Where do you live? - check your country's equestrian federation website for the dressage section. You'll find the dressage rules for your country. Someone may be able to help you with specific federations, I'm in Australia so can only give you the Australian Equestrian Federation website and rules.
As for types of horses, warmbloods (particularly the European breeds) are favourable for those who are experienced riders and striving to be competitive at the higher levels of the sport.
However, for those starting out and in the lower levels, just about any breed will suffice. An uphill, strong conformation and scopey paces will be of great benefit in dressage, making your job and the horses, much easier that if you are starting with a horse that is build downhill and moves flat to the ground (i.e. your standard QH).
A willing, trainable temperament and eagerness to work is essential, as focus from both horse and rider is needed for long periods of time.
As for what goes into it, dressage is not just 'flat work'. Many eventers/showjumpers etc seem to be under the impression that dressage is just riding around in circles.
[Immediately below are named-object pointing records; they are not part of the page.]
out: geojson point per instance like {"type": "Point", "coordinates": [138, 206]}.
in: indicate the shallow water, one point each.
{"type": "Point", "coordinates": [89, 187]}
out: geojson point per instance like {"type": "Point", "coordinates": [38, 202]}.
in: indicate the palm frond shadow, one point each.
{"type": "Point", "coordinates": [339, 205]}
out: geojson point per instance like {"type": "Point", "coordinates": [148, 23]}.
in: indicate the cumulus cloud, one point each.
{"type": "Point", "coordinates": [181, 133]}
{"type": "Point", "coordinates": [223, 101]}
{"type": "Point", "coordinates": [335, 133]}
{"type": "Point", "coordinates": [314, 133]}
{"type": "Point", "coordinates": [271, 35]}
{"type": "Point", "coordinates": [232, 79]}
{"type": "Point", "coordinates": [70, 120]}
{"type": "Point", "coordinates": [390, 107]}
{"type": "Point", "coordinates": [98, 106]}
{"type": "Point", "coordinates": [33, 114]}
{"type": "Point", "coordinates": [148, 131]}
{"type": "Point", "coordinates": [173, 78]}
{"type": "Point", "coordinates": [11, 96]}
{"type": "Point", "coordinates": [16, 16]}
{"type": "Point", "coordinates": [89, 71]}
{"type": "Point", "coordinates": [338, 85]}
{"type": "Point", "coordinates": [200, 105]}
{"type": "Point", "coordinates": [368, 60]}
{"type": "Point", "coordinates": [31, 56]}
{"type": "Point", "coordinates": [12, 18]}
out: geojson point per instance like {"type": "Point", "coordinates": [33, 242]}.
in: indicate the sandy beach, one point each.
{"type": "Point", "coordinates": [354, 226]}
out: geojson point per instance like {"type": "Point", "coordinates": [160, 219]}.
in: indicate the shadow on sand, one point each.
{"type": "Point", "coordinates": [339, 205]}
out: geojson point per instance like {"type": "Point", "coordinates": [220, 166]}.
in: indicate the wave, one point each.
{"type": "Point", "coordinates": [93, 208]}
This is far from the case. We aim to ride and be in control of every step of the horse, have it so tuned into our aids that we merely have to twitch a calf muscle to have the horse respond.
If you're dead serious about becoming a competitive dressage rider and pursuing it for the long term, it requires huge commitment to spend many hours in the saddle, developing the horse's fitness and training. It is an expensive sport to be involved in and far from easy, but well worth it once you 'click'.